The Pentagon has made counterterrorism a top priority, as highlighted last year by the appointment for the first time of a career special-operations commander, Maj. Gen. Hugh Shelton, as chairman of the Joint Chiefs of Staff.
Furthermore, the Clinton administration has boosted the support provided to military operations, including counterterrorism, by the Central Intelligence Agency (CIA) and other intelligence agencies.
But some experts say further improvements are required if a long-term fight is to be sustained. "This is a slow and critical process," says Dr. Hoffman.
Continuing the war
Among other requirements, experts say, is bolstering deficiencies in spying by agents and other human-intelligence operatives. In recent years, US intelligence agencies have become dependent on technological capabilities, like electronic eavesdropping and spy satellites. But these have limits, as recently demonstrated by the CIA's failure to detect preparations for the Indian and Pakistani nuclear tests.

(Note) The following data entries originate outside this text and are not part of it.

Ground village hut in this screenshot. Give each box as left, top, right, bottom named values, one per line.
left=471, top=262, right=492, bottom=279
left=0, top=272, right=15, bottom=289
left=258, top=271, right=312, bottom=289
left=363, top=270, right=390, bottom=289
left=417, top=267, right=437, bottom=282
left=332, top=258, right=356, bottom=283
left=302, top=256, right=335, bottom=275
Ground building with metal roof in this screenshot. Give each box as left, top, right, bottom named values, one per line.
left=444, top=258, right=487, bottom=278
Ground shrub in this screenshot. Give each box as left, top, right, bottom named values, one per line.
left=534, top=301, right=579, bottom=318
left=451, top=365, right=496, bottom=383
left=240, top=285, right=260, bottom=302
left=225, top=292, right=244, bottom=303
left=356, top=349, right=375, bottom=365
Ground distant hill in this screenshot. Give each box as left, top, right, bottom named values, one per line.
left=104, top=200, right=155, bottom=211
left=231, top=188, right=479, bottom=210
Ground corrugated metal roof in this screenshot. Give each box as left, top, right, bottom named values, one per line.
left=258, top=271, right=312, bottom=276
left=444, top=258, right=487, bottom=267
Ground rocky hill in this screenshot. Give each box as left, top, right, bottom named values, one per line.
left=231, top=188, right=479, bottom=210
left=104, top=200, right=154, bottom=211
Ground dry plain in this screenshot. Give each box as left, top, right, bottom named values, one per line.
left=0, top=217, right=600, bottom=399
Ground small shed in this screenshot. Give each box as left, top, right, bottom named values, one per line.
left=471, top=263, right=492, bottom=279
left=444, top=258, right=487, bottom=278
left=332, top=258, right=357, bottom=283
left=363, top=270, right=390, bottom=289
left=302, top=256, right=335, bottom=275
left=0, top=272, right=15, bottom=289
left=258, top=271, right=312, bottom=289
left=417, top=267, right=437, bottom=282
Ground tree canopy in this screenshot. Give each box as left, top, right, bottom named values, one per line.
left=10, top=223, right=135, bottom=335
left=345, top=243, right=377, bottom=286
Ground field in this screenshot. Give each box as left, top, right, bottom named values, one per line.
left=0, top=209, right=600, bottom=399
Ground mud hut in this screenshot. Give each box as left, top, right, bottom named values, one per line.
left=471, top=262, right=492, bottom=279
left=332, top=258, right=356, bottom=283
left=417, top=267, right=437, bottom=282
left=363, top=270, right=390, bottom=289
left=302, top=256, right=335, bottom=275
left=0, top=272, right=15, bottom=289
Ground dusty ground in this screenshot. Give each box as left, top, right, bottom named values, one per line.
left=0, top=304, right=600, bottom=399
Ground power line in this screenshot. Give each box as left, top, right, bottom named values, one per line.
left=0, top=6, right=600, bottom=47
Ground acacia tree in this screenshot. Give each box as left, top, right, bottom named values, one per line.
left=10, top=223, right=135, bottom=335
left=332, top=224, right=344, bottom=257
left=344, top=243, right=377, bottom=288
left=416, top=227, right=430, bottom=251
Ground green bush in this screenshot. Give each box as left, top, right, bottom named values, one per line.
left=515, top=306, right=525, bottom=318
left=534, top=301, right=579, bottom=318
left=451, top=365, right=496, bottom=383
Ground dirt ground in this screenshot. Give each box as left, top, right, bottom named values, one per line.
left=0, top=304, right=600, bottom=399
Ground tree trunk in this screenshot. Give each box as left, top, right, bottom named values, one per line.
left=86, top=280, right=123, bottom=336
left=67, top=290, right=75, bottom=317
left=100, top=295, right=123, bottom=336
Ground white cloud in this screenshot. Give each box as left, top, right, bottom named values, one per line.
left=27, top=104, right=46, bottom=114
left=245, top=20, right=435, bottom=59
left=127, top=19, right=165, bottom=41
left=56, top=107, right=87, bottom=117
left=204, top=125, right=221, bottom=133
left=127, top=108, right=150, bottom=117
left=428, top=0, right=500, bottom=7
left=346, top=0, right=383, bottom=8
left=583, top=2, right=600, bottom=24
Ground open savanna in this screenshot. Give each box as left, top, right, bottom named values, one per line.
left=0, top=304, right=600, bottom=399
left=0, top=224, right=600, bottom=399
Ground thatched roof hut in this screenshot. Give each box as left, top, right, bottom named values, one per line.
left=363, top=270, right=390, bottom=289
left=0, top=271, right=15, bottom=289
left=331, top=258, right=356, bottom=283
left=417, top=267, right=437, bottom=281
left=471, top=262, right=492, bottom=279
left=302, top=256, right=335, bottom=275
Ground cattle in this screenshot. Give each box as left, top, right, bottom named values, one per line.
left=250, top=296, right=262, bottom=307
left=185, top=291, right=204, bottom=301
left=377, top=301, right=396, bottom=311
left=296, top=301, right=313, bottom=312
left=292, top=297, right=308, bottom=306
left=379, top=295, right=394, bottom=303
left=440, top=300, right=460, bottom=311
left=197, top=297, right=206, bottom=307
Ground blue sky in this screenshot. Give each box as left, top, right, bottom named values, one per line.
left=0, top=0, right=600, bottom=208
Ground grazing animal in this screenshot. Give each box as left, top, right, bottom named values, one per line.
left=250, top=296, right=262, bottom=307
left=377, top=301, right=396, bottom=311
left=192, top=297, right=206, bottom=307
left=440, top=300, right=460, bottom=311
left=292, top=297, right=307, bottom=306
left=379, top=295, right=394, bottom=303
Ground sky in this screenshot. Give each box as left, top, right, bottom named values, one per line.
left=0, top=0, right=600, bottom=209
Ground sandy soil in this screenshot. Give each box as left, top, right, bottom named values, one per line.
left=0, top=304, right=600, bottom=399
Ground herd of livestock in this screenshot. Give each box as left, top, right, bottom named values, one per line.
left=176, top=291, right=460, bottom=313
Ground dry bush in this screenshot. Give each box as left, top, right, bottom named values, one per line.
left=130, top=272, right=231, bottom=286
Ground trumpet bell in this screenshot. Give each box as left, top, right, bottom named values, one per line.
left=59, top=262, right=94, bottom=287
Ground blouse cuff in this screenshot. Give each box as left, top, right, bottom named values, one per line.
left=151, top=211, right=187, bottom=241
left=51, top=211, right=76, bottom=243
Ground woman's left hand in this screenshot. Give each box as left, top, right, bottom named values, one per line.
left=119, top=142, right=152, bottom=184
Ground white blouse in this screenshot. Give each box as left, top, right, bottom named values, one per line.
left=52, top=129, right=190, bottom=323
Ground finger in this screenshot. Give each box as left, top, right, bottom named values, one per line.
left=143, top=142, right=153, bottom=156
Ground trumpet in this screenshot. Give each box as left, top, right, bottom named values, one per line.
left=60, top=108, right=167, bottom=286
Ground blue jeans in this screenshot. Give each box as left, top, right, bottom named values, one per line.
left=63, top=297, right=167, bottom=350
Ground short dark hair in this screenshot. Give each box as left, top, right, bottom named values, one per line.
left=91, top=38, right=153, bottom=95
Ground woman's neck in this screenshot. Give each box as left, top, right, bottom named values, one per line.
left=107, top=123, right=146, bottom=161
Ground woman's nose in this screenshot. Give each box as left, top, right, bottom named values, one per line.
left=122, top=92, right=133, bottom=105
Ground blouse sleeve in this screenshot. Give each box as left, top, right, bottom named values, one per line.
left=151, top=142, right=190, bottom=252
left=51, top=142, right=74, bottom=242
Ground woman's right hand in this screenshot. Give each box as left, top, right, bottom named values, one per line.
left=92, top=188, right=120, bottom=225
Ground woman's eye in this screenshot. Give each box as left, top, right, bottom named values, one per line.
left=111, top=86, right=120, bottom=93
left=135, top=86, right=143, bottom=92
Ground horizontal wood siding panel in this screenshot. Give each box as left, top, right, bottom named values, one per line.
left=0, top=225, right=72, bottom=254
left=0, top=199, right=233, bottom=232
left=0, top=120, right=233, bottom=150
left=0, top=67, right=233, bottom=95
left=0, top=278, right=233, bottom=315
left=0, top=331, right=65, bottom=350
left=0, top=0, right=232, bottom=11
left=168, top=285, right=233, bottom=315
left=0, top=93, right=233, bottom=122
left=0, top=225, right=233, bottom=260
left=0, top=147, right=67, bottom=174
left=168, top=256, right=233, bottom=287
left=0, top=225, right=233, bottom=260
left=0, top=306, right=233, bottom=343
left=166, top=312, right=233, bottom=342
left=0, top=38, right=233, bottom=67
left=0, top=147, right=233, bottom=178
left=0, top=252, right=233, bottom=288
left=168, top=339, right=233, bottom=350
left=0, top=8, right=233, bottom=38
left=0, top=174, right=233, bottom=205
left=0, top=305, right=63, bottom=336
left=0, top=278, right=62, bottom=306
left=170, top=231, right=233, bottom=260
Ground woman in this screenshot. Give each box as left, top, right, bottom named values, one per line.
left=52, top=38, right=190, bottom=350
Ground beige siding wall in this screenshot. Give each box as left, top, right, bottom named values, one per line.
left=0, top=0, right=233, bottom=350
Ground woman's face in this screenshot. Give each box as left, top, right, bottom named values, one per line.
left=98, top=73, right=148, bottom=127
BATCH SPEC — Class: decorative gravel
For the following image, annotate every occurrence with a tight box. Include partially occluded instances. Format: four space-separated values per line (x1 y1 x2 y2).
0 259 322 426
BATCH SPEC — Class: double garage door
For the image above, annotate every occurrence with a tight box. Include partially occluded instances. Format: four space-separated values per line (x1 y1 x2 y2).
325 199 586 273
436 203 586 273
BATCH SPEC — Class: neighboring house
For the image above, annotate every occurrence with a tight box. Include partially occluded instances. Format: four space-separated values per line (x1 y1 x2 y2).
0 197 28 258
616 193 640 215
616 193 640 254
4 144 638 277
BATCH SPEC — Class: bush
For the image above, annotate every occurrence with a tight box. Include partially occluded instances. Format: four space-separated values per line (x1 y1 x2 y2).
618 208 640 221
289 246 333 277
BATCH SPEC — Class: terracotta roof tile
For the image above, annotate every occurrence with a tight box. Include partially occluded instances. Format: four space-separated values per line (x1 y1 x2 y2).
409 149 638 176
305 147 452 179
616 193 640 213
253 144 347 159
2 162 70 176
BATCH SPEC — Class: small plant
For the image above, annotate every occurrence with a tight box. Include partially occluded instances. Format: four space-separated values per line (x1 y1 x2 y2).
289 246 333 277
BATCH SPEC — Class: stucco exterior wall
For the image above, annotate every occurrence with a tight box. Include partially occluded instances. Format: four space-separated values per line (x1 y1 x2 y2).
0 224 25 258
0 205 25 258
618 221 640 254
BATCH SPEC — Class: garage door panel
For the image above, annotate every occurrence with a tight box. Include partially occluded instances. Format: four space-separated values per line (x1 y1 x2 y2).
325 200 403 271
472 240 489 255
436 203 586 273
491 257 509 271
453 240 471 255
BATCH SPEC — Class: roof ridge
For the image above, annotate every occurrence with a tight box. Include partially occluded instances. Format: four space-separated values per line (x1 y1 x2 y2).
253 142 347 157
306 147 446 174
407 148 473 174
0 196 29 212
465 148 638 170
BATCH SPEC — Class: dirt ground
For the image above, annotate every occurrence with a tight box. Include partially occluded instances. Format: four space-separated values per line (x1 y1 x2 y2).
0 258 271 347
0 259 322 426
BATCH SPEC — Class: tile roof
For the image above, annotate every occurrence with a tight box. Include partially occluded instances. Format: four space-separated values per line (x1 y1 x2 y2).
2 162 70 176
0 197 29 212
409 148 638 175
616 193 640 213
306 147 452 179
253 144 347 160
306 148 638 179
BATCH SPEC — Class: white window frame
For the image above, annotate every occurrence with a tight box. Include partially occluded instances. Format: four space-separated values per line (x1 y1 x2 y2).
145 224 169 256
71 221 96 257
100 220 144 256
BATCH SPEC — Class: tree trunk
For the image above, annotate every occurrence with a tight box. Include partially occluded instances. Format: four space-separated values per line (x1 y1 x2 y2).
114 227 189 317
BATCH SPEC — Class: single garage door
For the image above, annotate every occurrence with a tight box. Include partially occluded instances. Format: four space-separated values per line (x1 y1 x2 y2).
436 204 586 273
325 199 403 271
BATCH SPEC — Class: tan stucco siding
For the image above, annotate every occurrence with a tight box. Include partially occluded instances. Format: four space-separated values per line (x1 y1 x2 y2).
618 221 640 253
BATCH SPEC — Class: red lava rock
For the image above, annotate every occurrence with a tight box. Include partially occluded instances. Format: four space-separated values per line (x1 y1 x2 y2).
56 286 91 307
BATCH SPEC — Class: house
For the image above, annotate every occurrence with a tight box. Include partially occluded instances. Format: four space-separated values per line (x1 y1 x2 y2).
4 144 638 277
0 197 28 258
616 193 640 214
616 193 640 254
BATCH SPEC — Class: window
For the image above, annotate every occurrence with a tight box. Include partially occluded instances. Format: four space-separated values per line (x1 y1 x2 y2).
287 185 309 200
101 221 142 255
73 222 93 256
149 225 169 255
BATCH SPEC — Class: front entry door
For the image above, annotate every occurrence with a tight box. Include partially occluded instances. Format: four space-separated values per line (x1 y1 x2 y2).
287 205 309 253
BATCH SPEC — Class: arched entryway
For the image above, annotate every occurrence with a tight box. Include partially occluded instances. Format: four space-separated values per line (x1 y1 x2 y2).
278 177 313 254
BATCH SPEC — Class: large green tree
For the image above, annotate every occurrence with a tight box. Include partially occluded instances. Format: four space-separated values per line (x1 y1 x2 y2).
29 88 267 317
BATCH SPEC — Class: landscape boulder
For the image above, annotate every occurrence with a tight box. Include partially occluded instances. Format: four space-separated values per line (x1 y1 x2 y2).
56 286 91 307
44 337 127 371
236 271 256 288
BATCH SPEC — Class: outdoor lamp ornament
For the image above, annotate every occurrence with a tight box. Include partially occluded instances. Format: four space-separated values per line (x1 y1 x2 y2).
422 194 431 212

"The key is very effective intelligence and analysis, and that calls for more of a focus on human intelligence," says Stephen Sloan, a terrorism expert at the University of Oklahoma. "We have relied too heavily on technical intelligence."
US intelligence officials say they have been working to bolster their spy capabilities, including trying to recruit Americans from a variety of ethnic backgrounds who could help penetrate terrorist cells.
"We are relooking at all parts of our counterterrorism business," says a senior intelligence official. "I'm talking about how our officers practice their trade overseas, what their training should be, how we manage our relationships with foreign liaison services and other matters."